According to an aspect of the application, a computer program product or computer program is provided, comprising computer instructions, the computer instructions being stored in a computer readable storage medium. The processor of the computer device reads the computer instructions from the computer-readable storage medium, and the processor executes the computer instructions to cause the computer device to perform the method provided in the various alternative implementations described above.

As another aspect, the present application also provides a computer-readable medium, which may be contained in the electronic device described in the above embodiment; or may exist separately without being assembled into the electronic device.
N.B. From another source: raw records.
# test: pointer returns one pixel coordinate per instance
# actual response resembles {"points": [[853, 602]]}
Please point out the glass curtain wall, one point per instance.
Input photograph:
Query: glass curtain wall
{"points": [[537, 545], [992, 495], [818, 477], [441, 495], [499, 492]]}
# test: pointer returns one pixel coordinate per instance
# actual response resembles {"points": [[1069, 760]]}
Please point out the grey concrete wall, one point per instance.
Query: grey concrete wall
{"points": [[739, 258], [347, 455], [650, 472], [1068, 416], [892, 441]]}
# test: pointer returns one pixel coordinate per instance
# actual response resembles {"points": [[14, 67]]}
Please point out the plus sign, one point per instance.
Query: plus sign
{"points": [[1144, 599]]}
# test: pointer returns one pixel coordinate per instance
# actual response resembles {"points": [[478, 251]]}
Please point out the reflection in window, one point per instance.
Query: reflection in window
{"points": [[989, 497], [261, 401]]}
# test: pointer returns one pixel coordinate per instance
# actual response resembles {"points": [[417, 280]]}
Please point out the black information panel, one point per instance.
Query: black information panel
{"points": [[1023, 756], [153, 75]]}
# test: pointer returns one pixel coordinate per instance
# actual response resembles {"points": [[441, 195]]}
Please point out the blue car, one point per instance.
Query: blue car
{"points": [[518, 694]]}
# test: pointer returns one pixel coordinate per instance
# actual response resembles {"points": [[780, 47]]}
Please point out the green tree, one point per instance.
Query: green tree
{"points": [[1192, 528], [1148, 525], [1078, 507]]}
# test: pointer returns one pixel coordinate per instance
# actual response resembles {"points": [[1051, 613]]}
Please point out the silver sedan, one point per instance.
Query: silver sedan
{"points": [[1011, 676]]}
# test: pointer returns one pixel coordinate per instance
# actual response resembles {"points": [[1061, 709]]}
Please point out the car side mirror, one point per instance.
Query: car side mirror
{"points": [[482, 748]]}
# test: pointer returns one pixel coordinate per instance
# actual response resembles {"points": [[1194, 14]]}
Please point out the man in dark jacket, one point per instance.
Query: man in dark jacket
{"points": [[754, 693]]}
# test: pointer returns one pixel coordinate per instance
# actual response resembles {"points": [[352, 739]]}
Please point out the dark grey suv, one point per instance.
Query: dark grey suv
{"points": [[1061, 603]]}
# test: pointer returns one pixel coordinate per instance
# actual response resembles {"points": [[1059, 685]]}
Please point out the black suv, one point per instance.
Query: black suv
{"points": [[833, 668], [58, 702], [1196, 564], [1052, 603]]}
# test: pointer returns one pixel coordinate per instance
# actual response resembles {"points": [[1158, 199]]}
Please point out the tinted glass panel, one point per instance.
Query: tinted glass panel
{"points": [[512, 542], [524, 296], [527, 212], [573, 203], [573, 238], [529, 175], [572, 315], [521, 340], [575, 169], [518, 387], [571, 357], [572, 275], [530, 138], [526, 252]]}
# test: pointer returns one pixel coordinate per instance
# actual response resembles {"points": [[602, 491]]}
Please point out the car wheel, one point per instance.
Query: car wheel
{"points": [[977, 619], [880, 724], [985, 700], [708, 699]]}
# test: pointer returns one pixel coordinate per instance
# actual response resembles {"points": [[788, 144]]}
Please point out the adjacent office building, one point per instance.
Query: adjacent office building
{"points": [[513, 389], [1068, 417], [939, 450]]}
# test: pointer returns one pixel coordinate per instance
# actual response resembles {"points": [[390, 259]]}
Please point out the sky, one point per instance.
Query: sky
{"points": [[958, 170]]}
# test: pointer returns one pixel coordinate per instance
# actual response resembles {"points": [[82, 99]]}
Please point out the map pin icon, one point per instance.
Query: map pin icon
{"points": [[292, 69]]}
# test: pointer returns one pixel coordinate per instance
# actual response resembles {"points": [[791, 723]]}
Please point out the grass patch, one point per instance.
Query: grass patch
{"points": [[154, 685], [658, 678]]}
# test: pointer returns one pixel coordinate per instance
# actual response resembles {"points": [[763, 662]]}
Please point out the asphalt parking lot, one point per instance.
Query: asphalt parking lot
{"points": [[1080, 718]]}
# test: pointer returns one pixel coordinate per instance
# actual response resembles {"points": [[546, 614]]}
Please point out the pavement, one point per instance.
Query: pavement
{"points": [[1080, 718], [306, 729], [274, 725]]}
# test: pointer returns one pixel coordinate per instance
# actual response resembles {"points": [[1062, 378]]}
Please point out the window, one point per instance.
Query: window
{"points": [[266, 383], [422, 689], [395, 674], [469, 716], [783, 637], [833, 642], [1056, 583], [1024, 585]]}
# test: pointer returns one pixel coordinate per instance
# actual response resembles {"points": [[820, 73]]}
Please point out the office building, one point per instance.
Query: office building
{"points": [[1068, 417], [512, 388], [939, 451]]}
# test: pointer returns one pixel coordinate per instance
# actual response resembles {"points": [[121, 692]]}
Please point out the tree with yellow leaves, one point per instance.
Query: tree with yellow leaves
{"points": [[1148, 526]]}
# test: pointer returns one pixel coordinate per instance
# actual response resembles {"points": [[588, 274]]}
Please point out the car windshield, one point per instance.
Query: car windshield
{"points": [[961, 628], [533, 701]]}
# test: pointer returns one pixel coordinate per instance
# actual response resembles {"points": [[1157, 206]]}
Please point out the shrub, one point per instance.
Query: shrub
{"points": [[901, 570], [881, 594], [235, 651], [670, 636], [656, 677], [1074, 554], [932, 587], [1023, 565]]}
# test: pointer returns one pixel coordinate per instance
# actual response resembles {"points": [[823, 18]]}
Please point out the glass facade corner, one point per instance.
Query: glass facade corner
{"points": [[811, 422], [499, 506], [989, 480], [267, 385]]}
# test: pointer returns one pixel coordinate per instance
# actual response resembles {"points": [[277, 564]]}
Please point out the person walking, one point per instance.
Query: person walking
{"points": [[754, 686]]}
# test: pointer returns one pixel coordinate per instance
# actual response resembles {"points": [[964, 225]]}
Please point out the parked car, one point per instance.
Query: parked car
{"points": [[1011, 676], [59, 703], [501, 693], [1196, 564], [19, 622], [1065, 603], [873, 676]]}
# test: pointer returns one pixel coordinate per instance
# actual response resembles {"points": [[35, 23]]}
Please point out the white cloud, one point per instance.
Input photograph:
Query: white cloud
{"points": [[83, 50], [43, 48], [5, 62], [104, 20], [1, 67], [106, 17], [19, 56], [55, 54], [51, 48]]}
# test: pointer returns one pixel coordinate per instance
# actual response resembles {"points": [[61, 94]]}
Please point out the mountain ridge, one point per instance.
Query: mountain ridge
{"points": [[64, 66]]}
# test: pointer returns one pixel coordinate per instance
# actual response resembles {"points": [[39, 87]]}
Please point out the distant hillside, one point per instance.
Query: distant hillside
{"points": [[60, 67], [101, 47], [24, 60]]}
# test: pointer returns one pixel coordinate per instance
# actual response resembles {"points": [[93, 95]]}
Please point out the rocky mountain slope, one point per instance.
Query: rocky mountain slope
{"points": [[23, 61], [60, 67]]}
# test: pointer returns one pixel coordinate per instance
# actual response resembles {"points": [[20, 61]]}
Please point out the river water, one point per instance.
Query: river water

The computer readable medium carries one or more programs which, when executed by an electronic device, cause the electronic device to implement the method described in the above embodiments.

The parts not involved in the present invention are the same as or can be implemented using the prior art.

The above-described embodiment is only one embodiment of the present invention, and it will be apparent to those skilled in the art that various modifications and variations can be easily made based on the application and principle of the present invention disclosed in the present application, and the present invention is not limited to the method described in the above-described embodiment of the present invention, so that the above-described embodiment is only preferred, and not restrictive.

Other embodiments than the above examples may be devised by those skilled in the art based on the foregoing disclosure, or by adapting and using knowledge or techniques of the relevant art, and features of various embodiments may be interchanged or substituted and such modifications and variations that may be made by those skilled in the art without departing from the spirit and scope of the present invention are intended to be within the scope of the following claims.

Claims

1. A method for generating domain parallel corpora is characterized by comprising the following steps:

2. The method for generating domain parallel corpus according to claim 1, comprising the sub-steps of:

initializing a training supervision type machine translation model by utilizing the open parallel corpora;

3. A method for training a translation model, comprising the steps of: updating a machine translation model by using the sentence-level parallel corpus generated by the method of claim 1, and generating a domain parallel corpus by using the updated machine translation model; and respectively circulating the generation process of the domain parallel corpora and the updating process of the machine translation model.

4. The method for training a translation model according to claim 3, wherein the open parallel corpus comprises open domain public parallel corpus and open domain translation interface, and the supervised machine translation model comprises a Bert-Transformer translation model.

5. The method for training a translation model according to claim 3, wherein said collecting bilingual website contents and parsing the material title, content and reporting time to generate corpus materials, storing them in the parallel corpus materials library, comprises the sub-steps of:

calling a corpus material table, judging whether materials with the same material reporting time and the same title exist in the corpus material table, and discarding the collected materials if the materials exist; and if not, adding the collected materials into the corpus material table.

6. The method for training the translation model of claim 4, wherein a rouge value of the calculated translation and the Chinese material title text is used as a parameter for comparing the content similarity for the Bert-Transformer translation model.

7. The method as claimed in claim 4, wherein the open-domain published parallel corpus is obtained by a crawler.

8. A method for training a translation model according to claim 3, comprising the sub-steps of: a sentence-level corpus parallelism list is provided for storing the sentence-level corpus parallelism generated by the method of claim 1.